I recently was talking about Mint Juleps with some friends, and in my ignorance, I said, “I bet Andy Sturdevant makes a mean mint julep.” (because I found out that he was from Louisville)  I was quickly corrected, I had assumed that Kentuckians drank them like Milwaukeeians drink brandy old-fashioneds.  After some research, I found some quotes to back up the julep-less city of Louisville:

“I don’t know if I can make a julep, hon,” she says, slight panic in her eyes. “We don’t have any fresh mint.”  “Hope this is OK,” she says. “Don’t really know what they’re supposed to taste like. I don’t drink ‘em.” -A bartender at John E.’s

“I tried one once,” he says. “But it was way too sweet. And if it was so good, why don’t we drink them year-round?” -bartender Tom Curley of the Pendennis Club

“I don’t drink ‘em unless I have to ” -Julian Van Winkle, a third-generation bourbon maker, president of Old Rip Van Winkle Distillery.

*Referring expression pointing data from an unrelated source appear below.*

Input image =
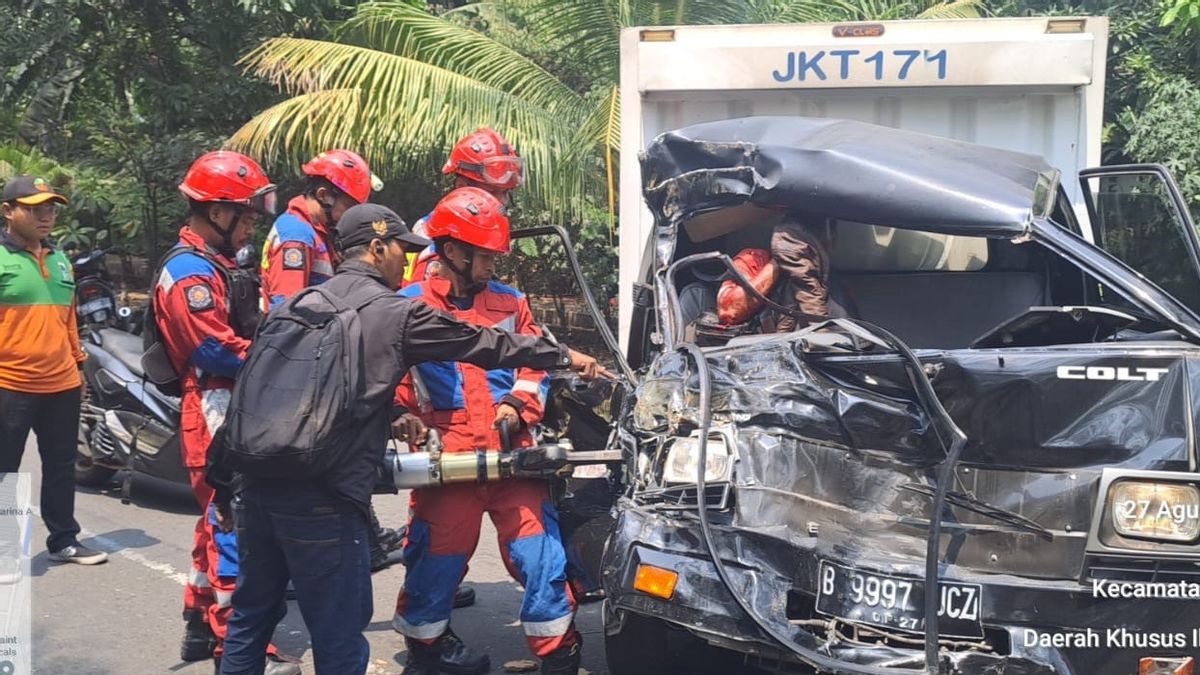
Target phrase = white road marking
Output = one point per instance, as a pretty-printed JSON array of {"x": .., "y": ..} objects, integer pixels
[{"x": 115, "y": 548}]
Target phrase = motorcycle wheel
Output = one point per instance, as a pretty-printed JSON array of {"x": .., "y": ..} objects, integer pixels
[{"x": 89, "y": 473}]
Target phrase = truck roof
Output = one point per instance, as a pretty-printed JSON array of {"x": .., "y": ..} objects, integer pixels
[{"x": 715, "y": 177}]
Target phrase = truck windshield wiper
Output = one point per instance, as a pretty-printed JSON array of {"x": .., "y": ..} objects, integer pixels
[{"x": 975, "y": 505}]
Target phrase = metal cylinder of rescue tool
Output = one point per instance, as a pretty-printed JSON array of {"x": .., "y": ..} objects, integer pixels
[
  {"x": 426, "y": 470},
  {"x": 413, "y": 470},
  {"x": 479, "y": 466}
]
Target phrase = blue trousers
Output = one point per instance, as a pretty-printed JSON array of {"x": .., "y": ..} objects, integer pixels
[{"x": 322, "y": 545}]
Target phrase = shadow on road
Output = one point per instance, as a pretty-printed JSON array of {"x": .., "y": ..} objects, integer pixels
[{"x": 150, "y": 493}]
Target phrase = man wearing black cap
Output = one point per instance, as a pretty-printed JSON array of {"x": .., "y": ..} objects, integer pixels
[
  {"x": 316, "y": 530},
  {"x": 41, "y": 358}
]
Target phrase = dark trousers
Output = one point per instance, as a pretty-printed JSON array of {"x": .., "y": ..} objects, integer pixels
[
  {"x": 321, "y": 544},
  {"x": 54, "y": 419}
]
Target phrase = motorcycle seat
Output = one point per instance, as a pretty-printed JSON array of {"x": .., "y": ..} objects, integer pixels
[{"x": 125, "y": 346}]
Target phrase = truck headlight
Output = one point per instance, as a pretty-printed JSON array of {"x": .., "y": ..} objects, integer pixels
[
  {"x": 1168, "y": 512},
  {"x": 683, "y": 460}
]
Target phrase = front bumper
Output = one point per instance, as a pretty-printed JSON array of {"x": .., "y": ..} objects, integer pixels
[{"x": 778, "y": 577}]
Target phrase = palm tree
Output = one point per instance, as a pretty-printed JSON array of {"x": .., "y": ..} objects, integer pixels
[{"x": 402, "y": 84}]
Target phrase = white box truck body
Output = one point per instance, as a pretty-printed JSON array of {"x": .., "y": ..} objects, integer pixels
[{"x": 1030, "y": 84}]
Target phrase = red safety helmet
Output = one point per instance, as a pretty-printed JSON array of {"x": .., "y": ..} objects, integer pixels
[
  {"x": 346, "y": 171},
  {"x": 473, "y": 216},
  {"x": 485, "y": 156},
  {"x": 229, "y": 177}
]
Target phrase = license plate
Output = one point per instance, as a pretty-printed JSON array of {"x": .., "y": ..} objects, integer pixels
[
  {"x": 591, "y": 471},
  {"x": 95, "y": 305},
  {"x": 895, "y": 602}
]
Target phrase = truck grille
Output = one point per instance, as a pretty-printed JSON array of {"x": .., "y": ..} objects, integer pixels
[
  {"x": 1141, "y": 569},
  {"x": 717, "y": 496}
]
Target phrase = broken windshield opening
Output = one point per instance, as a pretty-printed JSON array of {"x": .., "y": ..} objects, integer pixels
[{"x": 933, "y": 290}]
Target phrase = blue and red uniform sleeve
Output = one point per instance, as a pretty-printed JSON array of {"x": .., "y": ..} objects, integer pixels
[
  {"x": 531, "y": 386},
  {"x": 193, "y": 318},
  {"x": 288, "y": 258}
]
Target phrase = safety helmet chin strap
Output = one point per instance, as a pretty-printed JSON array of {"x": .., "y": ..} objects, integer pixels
[
  {"x": 226, "y": 233},
  {"x": 466, "y": 272}
]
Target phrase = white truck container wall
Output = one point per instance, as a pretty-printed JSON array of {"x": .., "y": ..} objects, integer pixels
[{"x": 1033, "y": 85}]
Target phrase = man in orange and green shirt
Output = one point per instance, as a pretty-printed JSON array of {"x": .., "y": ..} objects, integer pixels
[{"x": 40, "y": 358}]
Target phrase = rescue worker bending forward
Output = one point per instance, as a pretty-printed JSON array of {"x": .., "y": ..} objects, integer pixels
[{"x": 467, "y": 405}]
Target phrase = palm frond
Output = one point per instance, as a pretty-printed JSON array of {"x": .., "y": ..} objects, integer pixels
[
  {"x": 585, "y": 29},
  {"x": 954, "y": 10},
  {"x": 400, "y": 29},
  {"x": 396, "y": 111}
]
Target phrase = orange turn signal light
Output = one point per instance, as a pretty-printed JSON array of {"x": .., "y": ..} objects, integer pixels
[
  {"x": 1161, "y": 665},
  {"x": 655, "y": 581}
]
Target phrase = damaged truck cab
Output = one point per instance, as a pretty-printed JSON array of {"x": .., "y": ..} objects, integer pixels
[{"x": 1008, "y": 405}]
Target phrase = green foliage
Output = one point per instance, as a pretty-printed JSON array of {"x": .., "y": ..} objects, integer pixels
[
  {"x": 125, "y": 94},
  {"x": 1164, "y": 131}
]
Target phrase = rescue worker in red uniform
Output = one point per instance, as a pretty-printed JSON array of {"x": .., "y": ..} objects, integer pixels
[
  {"x": 299, "y": 251},
  {"x": 205, "y": 316},
  {"x": 467, "y": 405},
  {"x": 484, "y": 160}
]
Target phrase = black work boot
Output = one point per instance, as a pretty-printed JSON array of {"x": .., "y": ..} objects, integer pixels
[
  {"x": 423, "y": 659},
  {"x": 564, "y": 661},
  {"x": 275, "y": 665},
  {"x": 463, "y": 596},
  {"x": 457, "y": 658},
  {"x": 198, "y": 639},
  {"x": 445, "y": 655}
]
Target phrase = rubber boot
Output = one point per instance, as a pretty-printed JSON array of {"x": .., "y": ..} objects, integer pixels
[
  {"x": 463, "y": 596},
  {"x": 457, "y": 658},
  {"x": 275, "y": 665},
  {"x": 423, "y": 659},
  {"x": 198, "y": 639},
  {"x": 445, "y": 655},
  {"x": 564, "y": 661}
]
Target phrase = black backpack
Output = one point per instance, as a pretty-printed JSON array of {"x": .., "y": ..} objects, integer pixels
[{"x": 298, "y": 399}]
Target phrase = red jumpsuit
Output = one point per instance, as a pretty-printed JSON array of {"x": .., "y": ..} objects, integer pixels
[
  {"x": 297, "y": 255},
  {"x": 424, "y": 264},
  {"x": 460, "y": 401},
  {"x": 192, "y": 312}
]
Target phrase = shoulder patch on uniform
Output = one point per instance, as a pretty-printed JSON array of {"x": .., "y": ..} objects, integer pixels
[
  {"x": 291, "y": 228},
  {"x": 189, "y": 264},
  {"x": 411, "y": 291},
  {"x": 293, "y": 257},
  {"x": 199, "y": 297},
  {"x": 501, "y": 288}
]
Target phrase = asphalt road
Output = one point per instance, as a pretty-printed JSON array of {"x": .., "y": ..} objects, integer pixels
[{"x": 123, "y": 617}]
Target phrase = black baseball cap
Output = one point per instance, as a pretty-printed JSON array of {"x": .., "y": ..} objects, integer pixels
[
  {"x": 363, "y": 222},
  {"x": 30, "y": 191}
]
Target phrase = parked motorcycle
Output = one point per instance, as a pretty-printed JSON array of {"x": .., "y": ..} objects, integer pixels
[
  {"x": 96, "y": 297},
  {"x": 126, "y": 422}
]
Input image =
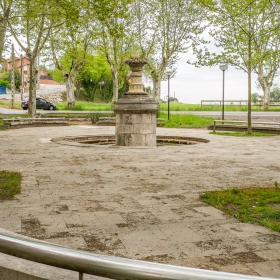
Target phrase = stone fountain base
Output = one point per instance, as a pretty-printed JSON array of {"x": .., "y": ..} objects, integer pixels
[{"x": 136, "y": 122}]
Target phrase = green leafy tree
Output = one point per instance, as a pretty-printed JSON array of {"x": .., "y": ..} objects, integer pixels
[
  {"x": 275, "y": 94},
  {"x": 115, "y": 38},
  {"x": 70, "y": 47},
  {"x": 5, "y": 10},
  {"x": 255, "y": 97},
  {"x": 166, "y": 28},
  {"x": 31, "y": 23},
  {"x": 242, "y": 31},
  {"x": 6, "y": 78},
  {"x": 95, "y": 77}
]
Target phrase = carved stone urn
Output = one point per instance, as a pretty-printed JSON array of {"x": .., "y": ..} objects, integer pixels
[{"x": 136, "y": 111}]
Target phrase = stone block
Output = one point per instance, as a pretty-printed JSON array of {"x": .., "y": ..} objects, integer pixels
[
  {"x": 120, "y": 139},
  {"x": 151, "y": 140},
  {"x": 124, "y": 128},
  {"x": 118, "y": 118},
  {"x": 143, "y": 128},
  {"x": 138, "y": 140}
]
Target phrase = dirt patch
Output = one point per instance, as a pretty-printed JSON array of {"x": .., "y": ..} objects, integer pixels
[{"x": 32, "y": 227}]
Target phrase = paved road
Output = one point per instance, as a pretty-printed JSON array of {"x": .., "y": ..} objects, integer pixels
[{"x": 238, "y": 114}]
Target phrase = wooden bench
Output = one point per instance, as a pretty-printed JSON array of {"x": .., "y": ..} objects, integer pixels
[
  {"x": 111, "y": 121},
  {"x": 230, "y": 125},
  {"x": 23, "y": 122}
]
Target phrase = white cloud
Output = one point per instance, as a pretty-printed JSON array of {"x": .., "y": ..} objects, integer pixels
[{"x": 191, "y": 84}]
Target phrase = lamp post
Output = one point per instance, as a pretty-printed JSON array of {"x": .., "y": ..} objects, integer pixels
[
  {"x": 168, "y": 72},
  {"x": 223, "y": 67}
]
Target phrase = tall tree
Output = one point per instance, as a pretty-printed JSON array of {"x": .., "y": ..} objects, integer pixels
[
  {"x": 30, "y": 23},
  {"x": 243, "y": 30},
  {"x": 166, "y": 28},
  {"x": 95, "y": 76},
  {"x": 115, "y": 38},
  {"x": 5, "y": 10},
  {"x": 69, "y": 48}
]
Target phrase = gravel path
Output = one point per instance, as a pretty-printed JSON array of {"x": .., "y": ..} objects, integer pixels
[{"x": 142, "y": 203}]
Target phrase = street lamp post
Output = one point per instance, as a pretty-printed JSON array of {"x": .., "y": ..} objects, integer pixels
[
  {"x": 223, "y": 67},
  {"x": 168, "y": 72}
]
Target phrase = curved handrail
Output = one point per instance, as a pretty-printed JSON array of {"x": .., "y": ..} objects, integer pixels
[{"x": 106, "y": 266}]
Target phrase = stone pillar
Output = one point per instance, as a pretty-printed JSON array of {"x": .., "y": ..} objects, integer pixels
[{"x": 136, "y": 112}]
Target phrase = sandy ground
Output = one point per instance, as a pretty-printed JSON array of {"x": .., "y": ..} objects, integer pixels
[{"x": 142, "y": 203}]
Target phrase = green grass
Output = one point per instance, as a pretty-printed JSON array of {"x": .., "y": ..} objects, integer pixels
[
  {"x": 252, "y": 205},
  {"x": 242, "y": 134},
  {"x": 86, "y": 106},
  {"x": 176, "y": 106},
  {"x": 9, "y": 184},
  {"x": 8, "y": 104},
  {"x": 185, "y": 121}
]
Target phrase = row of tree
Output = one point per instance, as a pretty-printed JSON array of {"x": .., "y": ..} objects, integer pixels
[{"x": 246, "y": 35}]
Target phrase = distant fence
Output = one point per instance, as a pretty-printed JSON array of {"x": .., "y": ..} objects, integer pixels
[{"x": 235, "y": 103}]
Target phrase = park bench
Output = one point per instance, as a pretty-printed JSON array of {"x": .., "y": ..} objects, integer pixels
[
  {"x": 230, "y": 125},
  {"x": 111, "y": 121},
  {"x": 25, "y": 122}
]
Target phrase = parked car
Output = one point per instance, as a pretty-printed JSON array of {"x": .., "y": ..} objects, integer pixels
[{"x": 40, "y": 104}]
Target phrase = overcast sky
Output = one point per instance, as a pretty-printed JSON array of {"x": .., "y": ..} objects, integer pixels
[{"x": 191, "y": 85}]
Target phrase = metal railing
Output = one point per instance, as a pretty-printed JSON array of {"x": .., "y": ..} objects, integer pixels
[
  {"x": 274, "y": 124},
  {"x": 106, "y": 266},
  {"x": 236, "y": 103}
]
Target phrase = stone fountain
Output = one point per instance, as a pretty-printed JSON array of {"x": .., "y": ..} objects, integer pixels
[{"x": 136, "y": 111}]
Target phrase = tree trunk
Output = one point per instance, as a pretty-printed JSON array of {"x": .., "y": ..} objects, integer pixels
[
  {"x": 3, "y": 28},
  {"x": 156, "y": 88},
  {"x": 249, "y": 74},
  {"x": 115, "y": 77},
  {"x": 32, "y": 86},
  {"x": 266, "y": 90},
  {"x": 70, "y": 90}
]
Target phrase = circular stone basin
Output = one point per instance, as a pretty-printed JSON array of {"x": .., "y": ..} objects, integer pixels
[{"x": 111, "y": 140}]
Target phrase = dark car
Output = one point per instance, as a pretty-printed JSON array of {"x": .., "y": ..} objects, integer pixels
[{"x": 40, "y": 104}]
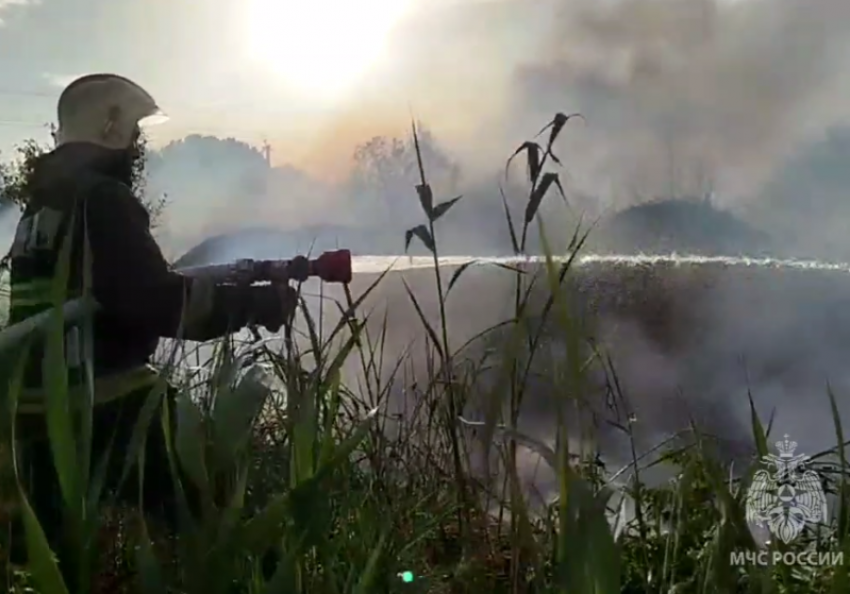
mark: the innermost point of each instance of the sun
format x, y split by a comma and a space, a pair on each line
321, 47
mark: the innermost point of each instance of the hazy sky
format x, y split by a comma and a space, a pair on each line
674, 91
259, 70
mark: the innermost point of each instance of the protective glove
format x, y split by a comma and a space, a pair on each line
272, 306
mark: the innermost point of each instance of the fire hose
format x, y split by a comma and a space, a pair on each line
330, 267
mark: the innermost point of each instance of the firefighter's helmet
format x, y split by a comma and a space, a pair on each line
105, 109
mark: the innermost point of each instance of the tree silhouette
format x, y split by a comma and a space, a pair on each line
386, 172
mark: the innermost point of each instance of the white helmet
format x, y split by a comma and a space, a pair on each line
104, 109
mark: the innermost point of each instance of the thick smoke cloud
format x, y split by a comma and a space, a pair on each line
688, 96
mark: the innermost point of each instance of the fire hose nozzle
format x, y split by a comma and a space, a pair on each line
333, 267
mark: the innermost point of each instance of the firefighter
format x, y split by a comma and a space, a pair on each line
80, 193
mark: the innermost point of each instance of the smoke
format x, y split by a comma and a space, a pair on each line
686, 97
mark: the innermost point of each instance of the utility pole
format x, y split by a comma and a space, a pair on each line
267, 152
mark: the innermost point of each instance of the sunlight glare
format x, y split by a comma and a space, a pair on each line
321, 47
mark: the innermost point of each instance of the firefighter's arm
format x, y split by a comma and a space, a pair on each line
132, 280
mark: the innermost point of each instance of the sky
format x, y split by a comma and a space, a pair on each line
229, 67
678, 95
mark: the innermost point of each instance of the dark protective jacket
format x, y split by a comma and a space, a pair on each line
141, 298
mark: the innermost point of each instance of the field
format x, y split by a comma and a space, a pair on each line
353, 465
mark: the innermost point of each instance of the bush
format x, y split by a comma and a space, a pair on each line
357, 500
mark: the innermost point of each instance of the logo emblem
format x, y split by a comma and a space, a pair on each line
787, 499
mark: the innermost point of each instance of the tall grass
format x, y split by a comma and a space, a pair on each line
292, 457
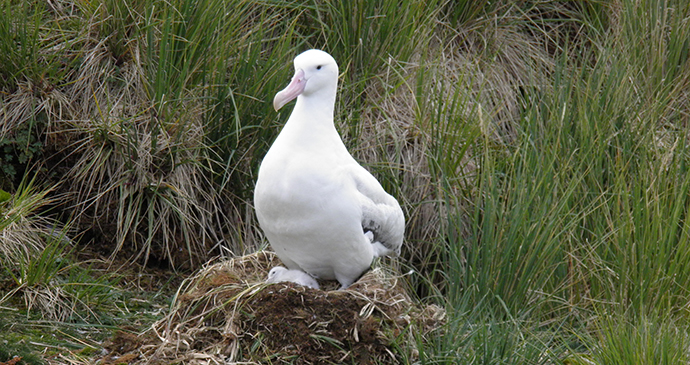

“You can tell the people from out of town at Derby parties,” says Kimberly Jones, a chef-instructor at Sullivan University in Louisville and director of the culinary school’s Juleps Catering. “They get all excited because they feel like a julep is the thing they have to drink.”

(all quotes from here)


So I apologize to Louisville.  I shouldn’t have assumed that your city drinks juleps year-round, or even at derby time.  Maybe you should try an old fashioned sweet.  They’re delicious.